Shoot one’s cuffs
Q From Don Richardson: Would you explain shot his cuffs? I think I know what this means but can find no printed explanation.
A It’s a phrase that’s relatively easy to find in dictionaries and books on idioms. All will tell you the obvious, that to shoot your cuffs is to pull or jerk your shirt cuffs out so that they project beyond the cuffs of your coat. At this point, all the reference books I’ve consulted abandon the reader, leaving him wondering why anybody would do such a thing.
It has long been a precept among tailors — I am intrigued to learn that several guides to good dressing today continue to repeat the opinion — that a properly dressed man should allow about a quarter to half an inch of shirt cuff to peep out of his jacket sleeves, just enough to show his cufflinks. To shoot one’s cuffs is to achieve this desirable state of dress. Since one way to do it is to jerk the shoulders and arms so that the cuffs pop into view, shooting them is a good name for it, in the verb’s sense of “causing something to move suddenly and rapidly in a particular direction”.
As a gesture, it can mean several things. One is described in Susan Lenox by David Graham Phillips, dated 1917: “And he ‘shot’ his cuffs with a gesture of careless elegance that his cuff links might assist in the picture of the ‘swell dresser’ he felt he was posing.” But it is often a mark of displaced emotion, especially nervousness: “As he talked, David continuously straightened his clothes — he smoothed his tie, shot his cuffs, snugged his collar, pulled up the creases in his trousers from his thighs. Then he’d cross one ankle over his knee, pull up his sock, cross the other ankle.” (Michael Crichton, Prey, 2003.)
A man often dresses formally and makes an effort at some difficult time, such as an interview for a job or meeting for the first time the father of the woman he is proposing to marry. A desire to look one’s best is important and helps one’s courage. You can tell how significant it is for the whole man to look as polished as possible under such circumstances by the number of times that descriptions also refer to smoothing his hair, adjusting his tie or collar, brushing up his shoes, neatening his clothes, straightening his shoulders or in other ways making sure he looks smart.

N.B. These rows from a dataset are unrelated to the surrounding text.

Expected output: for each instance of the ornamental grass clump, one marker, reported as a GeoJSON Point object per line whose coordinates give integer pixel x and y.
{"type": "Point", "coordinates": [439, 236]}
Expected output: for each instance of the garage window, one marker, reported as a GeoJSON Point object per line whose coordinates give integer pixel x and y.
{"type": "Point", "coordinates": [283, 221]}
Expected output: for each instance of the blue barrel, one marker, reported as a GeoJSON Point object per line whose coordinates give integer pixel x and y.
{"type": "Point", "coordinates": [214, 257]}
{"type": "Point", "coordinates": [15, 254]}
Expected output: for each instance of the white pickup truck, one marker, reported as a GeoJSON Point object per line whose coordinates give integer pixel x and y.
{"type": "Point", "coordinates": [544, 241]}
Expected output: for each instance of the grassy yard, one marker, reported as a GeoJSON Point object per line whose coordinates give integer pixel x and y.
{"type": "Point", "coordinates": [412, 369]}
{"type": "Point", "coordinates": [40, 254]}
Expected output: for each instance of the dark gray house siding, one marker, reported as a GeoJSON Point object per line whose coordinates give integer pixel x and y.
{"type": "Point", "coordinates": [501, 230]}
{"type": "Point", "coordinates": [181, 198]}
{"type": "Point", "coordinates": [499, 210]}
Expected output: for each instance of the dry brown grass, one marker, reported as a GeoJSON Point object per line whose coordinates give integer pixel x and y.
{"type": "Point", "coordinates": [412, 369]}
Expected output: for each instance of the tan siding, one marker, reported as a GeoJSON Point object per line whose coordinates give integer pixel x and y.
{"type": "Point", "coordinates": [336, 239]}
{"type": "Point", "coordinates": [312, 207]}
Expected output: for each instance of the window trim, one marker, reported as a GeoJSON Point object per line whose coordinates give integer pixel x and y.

Various other emotions are also recorded: “Captain von Heumann would twirl his mustaches into twin spires, shoot his white cuffs over his rings, and stare at me insolently through his rimless eyeglasses.” (E W Hornung, The Amateur Cracksman, 1899); “Gurin rose wearily to his feet and shot his cuffs by way of showing impatience.” (Abe and Mawruss by Montague Glass, 1909); “He shot his cuffs fiercely. The British Lion was roused.” (P G Wodehouse, The Intrusion of Jimmy, 1910); “Everything about him, from his stiff upper lip to his shoot-the-cuffs manner, implied take-charge authority and competence.” (Simon Hawke, The Wizard of Whitechapel, 1988).